Я кончил с этой частью. Я утверждаю, что в вопросах основных, — в вопросах характера и перспектив нашей революции, в вопросах характера и перспектив нашего государства, общих задач строительства социализма в нашей стране, выдвинутых нашей коммунистической партией, и общей оценки международного положения, нет таких принципиальных, коренных разногласий, которые могли бы нас развести на две партии, или которые давали бы кому бы то ни было право оскорбить нас и вызвать удивление во всем мире приклеиванием к нам ярлычка социал-демократов.

VI. Соотношение классовых сил в нашей стране.

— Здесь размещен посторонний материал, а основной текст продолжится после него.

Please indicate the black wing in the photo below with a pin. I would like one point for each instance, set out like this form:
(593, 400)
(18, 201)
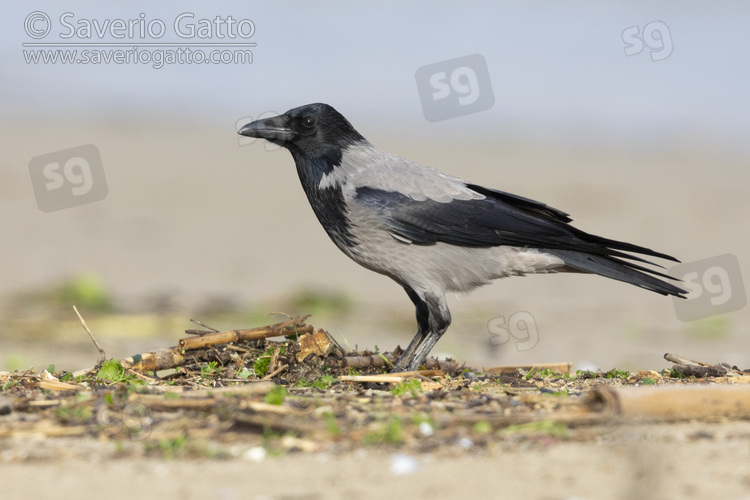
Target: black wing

Но есть, товарищи, другого рода разногласия, есть разногласия в сфере оценки соотношения классовых сил в нашей стране. Это разногласия политические. Вопрос об оценке соотношения классов в нашей стране, это есть вопрос политический, но он не может привести к тем выводам, которые можно было бы сделать, если бы эти разногласия держались на линии определения общего характера нашей революции, общего характера нашего государства. Подобного рода разногласия могут затруднить практическую работу, они её затрудняют. Из этих расхождений в оценке конкретной ситуации данного момента, соотношения тех или других классовых сил вытекают практические разногласия. Из этого можно сделать определенные организационные выводы. Можно сказать: раз ты не согласен с такой-то оценкой классовых сил в данный момент, с оценкой соотношения между кулаком, бедняком, пролетариатом и т. д., то ты не должен быть в том штабе, который на основании данной оценки принимает практические решения. И вы будете, товарищи, по-своему правы. И не надо вам в полном несоответствии и с истиной и с историей называть нас социал-демократами, для того чтобы сделать те практические и организационные выводы, которые устраняют из постоянно действующих штабов людей, которые в тот или другой момент несогласны в тех или других политических или практических вопросах.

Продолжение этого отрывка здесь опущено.